We can now update our Agent’s main function so that it passes the config as an argument to the NewAgent factory function, whereafter we can call Send() on our Agent instance.

func main() {
	// Command line flag for config file path
	configPath := flag.String("config", pathToYAML, "path to configuration file")
	flag.Parse()

	// Load configuration
	cfg, err := config.LoadConfig(*configPath)
	if err != nil {
		log.Fatalf("Failed to load config: %v", err)
	}

	comm, err := models.NewAgent(cfg)
		if err != nil {
			log.Fatalf("Failed to create communicator: %v", err)
		}
	
		// TEMPORARY CODE JUST TO TEST!
		// Send a test message
	
		log.Printf("Sending request to %s server...", cfg.Protocol)
		response, err := comm.Send(context.Background())
		if err != nil {
			log.Fatalf("Failed to send message: %v", err)
		}
	
		// Parse and display response
		var httpsResp https.HTTPSResponse
		if err := json.Unmarshal(response, &httpsResp); err != nil {
			log.Fatalf("Failed to parse response: %v", err)
		}
	
		log.Printf("Received response: change=%v", httpsResp.Change)

}

Note the temporary code as indicated by the comment. In the next lesson we’ll create our Agent loop - that is the logic so it repetitively calls Send() in a loop. For now we’ll just call Send() once, and since that function just returns the response body without printing it, we’ll unmarshall and print it here.

test

Let’s run our server:

❯ go run cmd/server/main.go
2025/08/11 12:02:40 Starting https server on 127.0.0.1:8443

Then let’s run our agent:

❯ go run ./cmd/agent/
2025/08/11 12:03:05 Sending request to https server...
2025/08/11 12:03:05 Received response: change=false

We can see it received the correct false value for the change field.

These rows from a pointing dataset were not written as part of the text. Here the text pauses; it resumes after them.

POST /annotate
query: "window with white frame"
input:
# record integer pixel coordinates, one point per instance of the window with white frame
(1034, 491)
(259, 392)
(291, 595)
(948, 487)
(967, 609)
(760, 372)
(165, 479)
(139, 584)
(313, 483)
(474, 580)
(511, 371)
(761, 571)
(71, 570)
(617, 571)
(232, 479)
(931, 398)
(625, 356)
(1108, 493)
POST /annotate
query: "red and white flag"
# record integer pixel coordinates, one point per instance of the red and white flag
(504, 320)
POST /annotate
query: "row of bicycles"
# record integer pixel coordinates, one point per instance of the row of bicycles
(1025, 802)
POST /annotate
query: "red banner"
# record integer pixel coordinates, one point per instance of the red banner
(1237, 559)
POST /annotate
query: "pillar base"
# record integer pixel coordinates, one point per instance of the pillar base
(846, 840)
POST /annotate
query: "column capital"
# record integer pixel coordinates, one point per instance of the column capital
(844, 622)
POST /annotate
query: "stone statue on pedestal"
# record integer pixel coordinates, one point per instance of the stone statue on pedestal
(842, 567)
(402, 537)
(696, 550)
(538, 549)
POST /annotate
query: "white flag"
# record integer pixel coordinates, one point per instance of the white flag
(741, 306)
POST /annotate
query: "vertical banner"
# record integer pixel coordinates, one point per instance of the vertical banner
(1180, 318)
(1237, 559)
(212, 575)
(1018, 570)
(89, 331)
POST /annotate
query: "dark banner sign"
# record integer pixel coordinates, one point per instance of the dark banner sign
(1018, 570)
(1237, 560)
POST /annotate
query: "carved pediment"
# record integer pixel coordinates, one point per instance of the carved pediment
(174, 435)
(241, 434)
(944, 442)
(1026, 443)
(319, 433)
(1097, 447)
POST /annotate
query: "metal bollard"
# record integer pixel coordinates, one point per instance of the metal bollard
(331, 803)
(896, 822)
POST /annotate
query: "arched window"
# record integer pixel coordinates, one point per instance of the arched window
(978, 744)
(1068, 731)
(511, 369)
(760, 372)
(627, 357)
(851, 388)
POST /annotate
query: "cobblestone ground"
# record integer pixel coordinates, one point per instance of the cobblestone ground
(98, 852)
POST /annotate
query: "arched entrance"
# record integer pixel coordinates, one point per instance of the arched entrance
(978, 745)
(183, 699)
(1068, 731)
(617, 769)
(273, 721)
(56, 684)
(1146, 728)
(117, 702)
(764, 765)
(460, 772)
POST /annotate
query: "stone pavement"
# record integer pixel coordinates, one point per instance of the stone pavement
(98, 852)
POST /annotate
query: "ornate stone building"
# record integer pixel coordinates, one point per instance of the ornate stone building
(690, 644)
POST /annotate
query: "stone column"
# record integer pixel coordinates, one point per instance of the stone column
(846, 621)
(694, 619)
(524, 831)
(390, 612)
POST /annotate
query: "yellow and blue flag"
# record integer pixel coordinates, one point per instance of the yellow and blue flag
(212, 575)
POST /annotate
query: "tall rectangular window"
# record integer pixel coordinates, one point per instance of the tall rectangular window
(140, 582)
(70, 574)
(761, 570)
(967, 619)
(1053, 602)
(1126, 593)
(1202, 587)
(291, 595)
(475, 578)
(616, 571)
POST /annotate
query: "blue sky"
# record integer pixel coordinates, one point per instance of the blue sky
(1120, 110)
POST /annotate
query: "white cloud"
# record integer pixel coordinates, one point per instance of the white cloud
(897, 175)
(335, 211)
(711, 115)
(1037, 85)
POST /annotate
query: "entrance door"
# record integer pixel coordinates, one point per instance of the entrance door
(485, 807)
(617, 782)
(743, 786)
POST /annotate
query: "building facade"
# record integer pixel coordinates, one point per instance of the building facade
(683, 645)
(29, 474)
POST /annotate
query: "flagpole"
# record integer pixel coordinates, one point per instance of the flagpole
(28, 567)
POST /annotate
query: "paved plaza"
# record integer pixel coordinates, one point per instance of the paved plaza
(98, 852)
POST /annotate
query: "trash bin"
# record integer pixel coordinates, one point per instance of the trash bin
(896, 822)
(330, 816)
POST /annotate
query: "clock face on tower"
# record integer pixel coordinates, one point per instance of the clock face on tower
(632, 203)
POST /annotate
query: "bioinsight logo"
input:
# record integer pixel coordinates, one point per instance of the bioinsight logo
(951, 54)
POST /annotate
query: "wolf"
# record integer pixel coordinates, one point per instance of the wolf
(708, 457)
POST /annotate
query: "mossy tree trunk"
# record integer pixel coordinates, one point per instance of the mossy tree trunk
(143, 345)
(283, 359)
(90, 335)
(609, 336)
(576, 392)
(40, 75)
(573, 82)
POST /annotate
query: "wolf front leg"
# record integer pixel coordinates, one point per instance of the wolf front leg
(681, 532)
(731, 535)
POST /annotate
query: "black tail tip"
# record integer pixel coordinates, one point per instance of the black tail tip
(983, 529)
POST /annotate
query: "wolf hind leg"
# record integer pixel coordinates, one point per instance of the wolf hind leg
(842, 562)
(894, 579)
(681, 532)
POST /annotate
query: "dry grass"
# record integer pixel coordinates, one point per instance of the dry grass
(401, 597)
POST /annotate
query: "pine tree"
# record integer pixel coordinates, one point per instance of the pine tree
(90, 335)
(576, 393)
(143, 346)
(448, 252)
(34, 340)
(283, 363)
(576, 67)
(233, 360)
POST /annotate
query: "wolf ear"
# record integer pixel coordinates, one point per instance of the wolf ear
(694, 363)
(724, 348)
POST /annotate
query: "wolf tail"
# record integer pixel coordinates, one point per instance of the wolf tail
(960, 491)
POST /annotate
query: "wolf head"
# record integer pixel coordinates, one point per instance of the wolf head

And looking back at the server output we’ll once again see confirmation that it was hit.

❯ go run cmd/server/main.go
2025/08/11 12:02:40 Starting https server on 127.0.0.1:8443
2025/08/11 12:03:05 Endpoint / has been hit by agent

Conclusion

We can now add a loop to our HTTPS logic so that the agent will periodically connect to the server, which of course serves as our “heartbeat”.